It’s all very well for P&O to promote the value for money they say their cruises provide, but should they be doing it at the expense of their crew?
Even without the savings on offer in the company’s winter sale, the all-inclusive experience on board – including meals and entertainment – represents a holiday bargain. Throw in discounts of up to £2,500 and on-board credit of up to £1,000 per couple and it’s almost irresistible.
Who would disagree with MD Carol Marlow when she says: “Today’s consumer expects to get excellent value for money, and this is especially pertinent when it is a major and emotional purchase such as a holiday. Everyone works hard and everyone wants their holiday budget to go as far as possible and to include as much as possible.”

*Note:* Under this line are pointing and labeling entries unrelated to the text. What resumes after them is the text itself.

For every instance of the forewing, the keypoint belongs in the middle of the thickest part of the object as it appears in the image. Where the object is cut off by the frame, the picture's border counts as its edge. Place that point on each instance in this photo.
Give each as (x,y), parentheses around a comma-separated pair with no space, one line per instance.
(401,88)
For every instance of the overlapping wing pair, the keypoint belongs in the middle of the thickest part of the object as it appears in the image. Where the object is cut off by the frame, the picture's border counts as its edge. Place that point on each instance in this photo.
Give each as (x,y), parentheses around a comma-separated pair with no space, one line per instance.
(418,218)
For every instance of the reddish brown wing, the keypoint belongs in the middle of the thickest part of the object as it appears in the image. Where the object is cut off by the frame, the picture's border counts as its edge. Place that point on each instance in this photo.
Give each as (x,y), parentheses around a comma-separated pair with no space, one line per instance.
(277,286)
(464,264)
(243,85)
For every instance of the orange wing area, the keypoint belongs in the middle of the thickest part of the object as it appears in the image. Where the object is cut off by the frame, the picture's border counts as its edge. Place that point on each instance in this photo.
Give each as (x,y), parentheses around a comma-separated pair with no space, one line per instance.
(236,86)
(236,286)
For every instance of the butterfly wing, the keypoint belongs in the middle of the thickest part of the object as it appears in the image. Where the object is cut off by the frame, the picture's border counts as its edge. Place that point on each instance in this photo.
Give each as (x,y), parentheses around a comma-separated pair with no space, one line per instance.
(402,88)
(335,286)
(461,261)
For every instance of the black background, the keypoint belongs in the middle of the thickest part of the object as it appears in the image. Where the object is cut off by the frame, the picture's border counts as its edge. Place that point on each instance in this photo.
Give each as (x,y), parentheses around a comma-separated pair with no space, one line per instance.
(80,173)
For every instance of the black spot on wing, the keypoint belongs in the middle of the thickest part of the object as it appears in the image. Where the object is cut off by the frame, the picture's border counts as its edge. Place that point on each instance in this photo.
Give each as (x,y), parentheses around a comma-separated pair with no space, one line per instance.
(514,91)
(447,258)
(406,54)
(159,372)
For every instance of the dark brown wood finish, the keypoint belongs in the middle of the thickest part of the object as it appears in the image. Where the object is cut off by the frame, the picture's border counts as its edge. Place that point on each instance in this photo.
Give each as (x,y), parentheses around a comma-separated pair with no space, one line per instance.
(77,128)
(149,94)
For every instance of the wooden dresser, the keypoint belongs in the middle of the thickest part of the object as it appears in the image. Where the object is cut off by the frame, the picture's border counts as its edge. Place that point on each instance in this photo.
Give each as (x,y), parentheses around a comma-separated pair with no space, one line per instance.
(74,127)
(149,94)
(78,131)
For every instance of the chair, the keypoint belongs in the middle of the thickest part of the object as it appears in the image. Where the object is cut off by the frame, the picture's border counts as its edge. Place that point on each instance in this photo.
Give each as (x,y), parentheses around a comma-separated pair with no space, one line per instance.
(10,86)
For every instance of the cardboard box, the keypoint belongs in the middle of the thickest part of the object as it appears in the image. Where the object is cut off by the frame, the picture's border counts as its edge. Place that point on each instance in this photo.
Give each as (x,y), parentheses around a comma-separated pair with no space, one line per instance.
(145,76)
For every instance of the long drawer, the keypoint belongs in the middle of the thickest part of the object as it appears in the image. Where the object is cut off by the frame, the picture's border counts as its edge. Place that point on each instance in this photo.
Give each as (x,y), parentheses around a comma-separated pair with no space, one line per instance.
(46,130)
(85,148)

She’s still doing OK when she starts to talk about some of the extras that other cruise lines charge for, but which are included in the P&O fare. “Cruise holidays have always offered excellent value for money but this goes far beyond the ticket price. All the little extras which turn out to be not so little need to be considered.”
P&O’s free childcare is highlighted, for example, as are the free shuttle buses to take passengers from the dock into town when it’s too far to walk.
But she starts to run into problems when she makes a big deal out of the fact that drinks are available in the ships’ bars at British pub prices – £2.95 for a pint of lager, £3.15 for a gin and tonic and £11.75 for a bottle of house wine chosen and blended by TV’s Olly Smith.
True, there are many cruise lines which charge eye-watering London club prices, but there are others which undercut P&O, and in any case there’s still a hefty profit to be made when duty-free alcohol is being sold at almost full price.
And she would have a point if she made it clearer that there are no hidden 15 per cent service charges added to P&O bar bills.
My biggest concern, however, is with her boast that P&O does not add automatic gratuities to guests’ accounts – unlike British rival Fred Olsen which is about to introduce charges of £4 a day to replace the system where passengers hand over brown envelopes stuffed with cash at the end of a cruise, and American lines whose charges can add hefty sums to the cost of a holiday.
Royal Caribbean, for example, recently announced revised guidelines which suggested that the appropriate figure was $11.65 per guest per day, or $13.90 per day for passengers travelling in a suite.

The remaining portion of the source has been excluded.